While submerging himself in a natural stream of water, Abbott shares how he believes we are all meant to be good stewards of the land, to do our part and then expect divine intervention to fill in the gaps — Ellis found this perspective unifying.
“I was excited at the prospect of showing you know this brilliant scientist who’s a devout Mormon. The scripture and the teachings that he’s talking about all of the time, are incredibly universal, like take care of the earth that we’ve been given,” Ellis said.
“I don’t know a lot of people who disagree with that,” she added. “When faith is often used now as a tool for division, I was hoping that this could let people know that we have more in common.”
Gov. Cox vows to fill the Great Salt Lake
Gov. Spencer Cox made an ambitious projection to a Sundance crowd following a Friday screening of “The Lake.”
Cox, who makes several appearances in “The Lake,” told audiences, “the Great Salt Lake will be full in 2034,” when the Winter Olympics return to Utah.
“We’re gonna do it,” he added, noting that restoring the lake will require extra effort and involvement, and urged Utahns stay in the state and remain involved until the Great Salt Lake is filled.
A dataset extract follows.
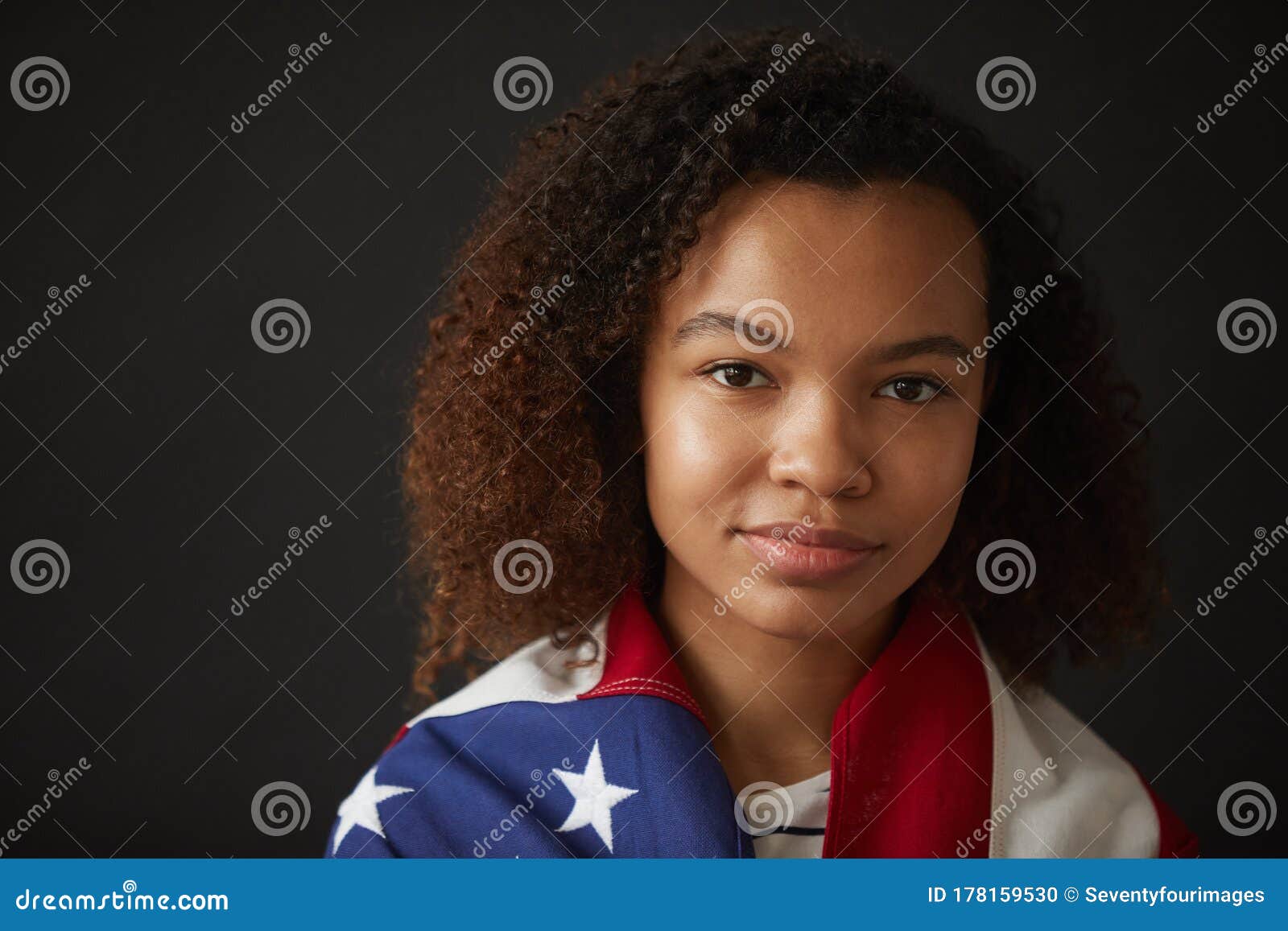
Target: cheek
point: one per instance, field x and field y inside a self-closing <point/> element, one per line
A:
<point x="691" y="461"/>
<point x="925" y="476"/>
“If you care about the Great Salt Lake, don’t just watch a movie or send a terse email to a legislator. We need you here. We need you here supporting the changes that are happening,” he said. “We need you advocating; we need you here donating. We need you here until the lake is full. So please, please don’t abandon us. Please stay.”
The governor’s vow to fill the Great Salt Lake follows a significant year of investments in the lake, including a private-public pledge to raise $200 million toward restoration efforts.
A philanthropic coalition launched in 2025 called Great Salt Lake Rising, pledged to raise an additional $100 million for Great Salt Lake conservation.
Cox said although current numbers “don’t look big,” efforts toward restoring the Great Salt Lake are ongoing, and major changes should be expected in the coming months.
“There’s some things I can’t share right now,” Cox told the audiences. “We are in the middle of a legislative session, and things are moving. But I’m just telling you, over the next six months, you’re going to see some really big investments — some of them coming from the state, some of them coming from other places — that will just dwarf anything you’ve seen in the past.”